Shiv Mathur

Personal information
- Born: January 20, 2008 (age 18) Hong Kong, China
- Height: 177 cm (5 ft 10 in)
- Batting: Right-handed
- Bowling: Right arm Medium
- Role: Batsman

International information
- National side: Hong Kong;
- T20I debut: September 19 2023 v Malaysia
- T20I shirt no.: 19
- Source:

= Shiv Mathur =

Hong Kong cricketer

Shiv Mathur (born 20 January 2008) is a Hong Kong cricketer. He captained the Hong Kong U16 National Team in 2023, and went on to become the Hong Kong U19 National Team Captain. He became the youngest player to ever make their debut for the Hong Kong Mens National Side in 2023, playing in the 19th Asian Games in Hangzhou.

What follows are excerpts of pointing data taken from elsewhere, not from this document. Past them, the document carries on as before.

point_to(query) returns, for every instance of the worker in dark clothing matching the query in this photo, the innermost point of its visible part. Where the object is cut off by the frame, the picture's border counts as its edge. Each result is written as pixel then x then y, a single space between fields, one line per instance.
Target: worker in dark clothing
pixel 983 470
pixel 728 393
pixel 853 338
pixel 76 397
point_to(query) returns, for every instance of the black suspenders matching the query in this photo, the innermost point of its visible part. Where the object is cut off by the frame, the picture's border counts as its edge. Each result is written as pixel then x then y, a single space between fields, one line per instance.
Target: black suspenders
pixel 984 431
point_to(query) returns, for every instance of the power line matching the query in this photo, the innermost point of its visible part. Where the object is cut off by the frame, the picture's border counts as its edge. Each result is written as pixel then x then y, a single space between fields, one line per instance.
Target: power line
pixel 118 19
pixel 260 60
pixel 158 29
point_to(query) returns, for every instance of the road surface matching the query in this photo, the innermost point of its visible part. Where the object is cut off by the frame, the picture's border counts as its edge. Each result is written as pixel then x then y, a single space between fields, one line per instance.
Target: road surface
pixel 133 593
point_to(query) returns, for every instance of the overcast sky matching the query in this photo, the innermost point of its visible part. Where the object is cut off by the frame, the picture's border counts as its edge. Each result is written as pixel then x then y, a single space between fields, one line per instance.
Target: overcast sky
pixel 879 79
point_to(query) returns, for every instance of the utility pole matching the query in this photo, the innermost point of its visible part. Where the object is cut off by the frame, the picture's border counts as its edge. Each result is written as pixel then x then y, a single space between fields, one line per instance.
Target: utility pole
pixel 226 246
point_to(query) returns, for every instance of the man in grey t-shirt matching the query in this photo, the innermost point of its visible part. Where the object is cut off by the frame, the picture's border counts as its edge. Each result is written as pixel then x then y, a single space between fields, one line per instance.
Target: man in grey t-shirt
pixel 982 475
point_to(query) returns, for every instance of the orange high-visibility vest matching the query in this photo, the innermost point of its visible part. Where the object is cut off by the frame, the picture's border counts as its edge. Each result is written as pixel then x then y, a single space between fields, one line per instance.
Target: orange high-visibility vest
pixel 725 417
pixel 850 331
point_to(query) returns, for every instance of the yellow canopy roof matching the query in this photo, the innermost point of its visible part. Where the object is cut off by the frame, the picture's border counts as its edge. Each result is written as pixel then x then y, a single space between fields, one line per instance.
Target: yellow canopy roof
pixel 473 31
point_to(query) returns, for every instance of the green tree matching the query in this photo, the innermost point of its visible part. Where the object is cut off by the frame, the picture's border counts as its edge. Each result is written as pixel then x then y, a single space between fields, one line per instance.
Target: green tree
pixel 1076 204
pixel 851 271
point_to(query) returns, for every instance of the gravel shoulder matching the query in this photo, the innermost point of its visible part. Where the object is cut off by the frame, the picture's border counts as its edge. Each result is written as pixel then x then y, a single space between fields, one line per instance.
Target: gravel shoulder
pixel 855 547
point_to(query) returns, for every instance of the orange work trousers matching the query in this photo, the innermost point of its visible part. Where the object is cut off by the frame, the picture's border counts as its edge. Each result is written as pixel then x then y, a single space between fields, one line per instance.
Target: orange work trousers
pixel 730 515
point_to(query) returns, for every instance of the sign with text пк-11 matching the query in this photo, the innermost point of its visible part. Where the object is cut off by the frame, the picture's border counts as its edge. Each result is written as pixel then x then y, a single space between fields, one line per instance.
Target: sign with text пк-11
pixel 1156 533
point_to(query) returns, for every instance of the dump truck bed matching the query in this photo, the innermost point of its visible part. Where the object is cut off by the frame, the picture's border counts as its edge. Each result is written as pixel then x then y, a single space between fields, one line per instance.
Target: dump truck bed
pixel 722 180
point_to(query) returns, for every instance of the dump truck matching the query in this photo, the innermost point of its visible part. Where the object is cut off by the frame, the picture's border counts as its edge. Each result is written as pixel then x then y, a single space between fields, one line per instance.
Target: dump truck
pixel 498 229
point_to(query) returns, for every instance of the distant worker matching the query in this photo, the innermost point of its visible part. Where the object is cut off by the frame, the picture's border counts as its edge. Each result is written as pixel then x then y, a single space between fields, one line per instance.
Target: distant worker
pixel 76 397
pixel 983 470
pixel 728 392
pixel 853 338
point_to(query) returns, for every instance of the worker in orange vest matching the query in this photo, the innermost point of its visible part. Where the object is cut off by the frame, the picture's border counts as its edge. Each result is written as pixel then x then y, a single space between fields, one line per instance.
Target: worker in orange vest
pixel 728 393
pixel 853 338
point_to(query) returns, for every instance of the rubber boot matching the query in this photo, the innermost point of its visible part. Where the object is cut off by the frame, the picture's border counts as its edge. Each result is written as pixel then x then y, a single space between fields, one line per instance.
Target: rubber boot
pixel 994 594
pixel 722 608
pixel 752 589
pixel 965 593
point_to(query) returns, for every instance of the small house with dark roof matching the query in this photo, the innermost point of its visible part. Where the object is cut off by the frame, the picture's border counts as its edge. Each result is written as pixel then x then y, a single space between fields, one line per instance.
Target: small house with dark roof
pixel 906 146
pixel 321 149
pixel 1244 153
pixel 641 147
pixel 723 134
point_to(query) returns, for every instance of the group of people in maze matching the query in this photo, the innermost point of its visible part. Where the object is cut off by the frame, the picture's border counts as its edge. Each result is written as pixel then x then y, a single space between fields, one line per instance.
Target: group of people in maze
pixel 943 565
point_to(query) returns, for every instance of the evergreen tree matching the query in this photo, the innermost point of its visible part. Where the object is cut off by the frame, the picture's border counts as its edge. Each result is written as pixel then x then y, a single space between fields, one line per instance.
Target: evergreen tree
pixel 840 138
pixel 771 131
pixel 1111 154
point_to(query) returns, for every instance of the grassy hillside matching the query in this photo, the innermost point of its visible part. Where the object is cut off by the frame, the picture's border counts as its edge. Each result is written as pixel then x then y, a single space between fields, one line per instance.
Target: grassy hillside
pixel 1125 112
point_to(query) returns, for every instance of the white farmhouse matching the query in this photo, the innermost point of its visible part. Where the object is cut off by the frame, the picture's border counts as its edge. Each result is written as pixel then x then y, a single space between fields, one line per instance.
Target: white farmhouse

Since then, he has regularly represented the Hong Kong Mens and U19 Sides in tournaments and series.

== Career ==
Mathur made his T20I debut against Malaysia on September 19, 2023, and has since represented Hong Kong in several international tournaments, including the 19th Asian Games and the DP World Asia Cup Rising Stars 2025. He has also captained the Hong Kong U19 team in the ICC U19 World Cup Qualifiers, and the ACC U19 Premier Cup.